Solved – Lasso and Ridge tuning parameter scope

cross-validationlassoregressionregularizationridge regression

In ridge and lasso linear regression, an important step is to choose the tuning parameter lambda, often I use grid search on log scale from -6->4, it works well on ridge, but on lasso, should I take into account the order of magnitude of output y ? for example, if output y is in nano scale (-9), my search scope for log lambda may be -15 -> -5.

all the input parameters are normalized, they're inside -3,3

Best Answer

Yes, you should taking into account the scale of the output $y$ and should also take into account the scale of the covariates in $X$.
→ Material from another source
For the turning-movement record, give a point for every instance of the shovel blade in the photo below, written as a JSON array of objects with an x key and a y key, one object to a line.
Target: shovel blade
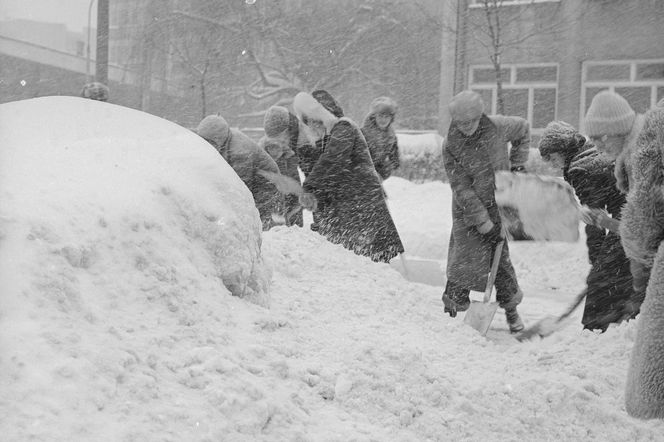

Let $X \in \mathbb{R}^{n \times p}$ be the design matrix, whose rows are vectors with each entry being a covariate that together seek to explain the response $y \in \mathbb{R}^n$. Each entry of the response $y_i = f(e_i^T X) + \epsilon_i$ (for $i = 1, \dots, n$) is additively composed of a signal that depends on the covariates and an iid mean zero noise. Choosing to model the signal $f$ as being approximately linear leads us to the LASSO estimate $$\hat \beta_\lambda = \arg\min_\beta \frac{1}{2n} \|y-X\beta\|_2^2 + \lambda \|\beta\|_1,$$ we know, by first order conditions, that $\frac{-1}{n} X^T (y - X \hat \beta_\lambda) = \lambda \hat{z}_\lambda$, where $\hat{z}_\lambda$ is the dual variable satisfying $\hat{z}_{\lambda,j} = sgn(\hat{\beta}_{\lambda, j})$ if $\hat{\beta}_{\lambda, j} \neq 0$ and $\hat{z}_{\lambda, j} \in [-1,1]$ if $\hat{\beta}_{\lambda, j} = 0$.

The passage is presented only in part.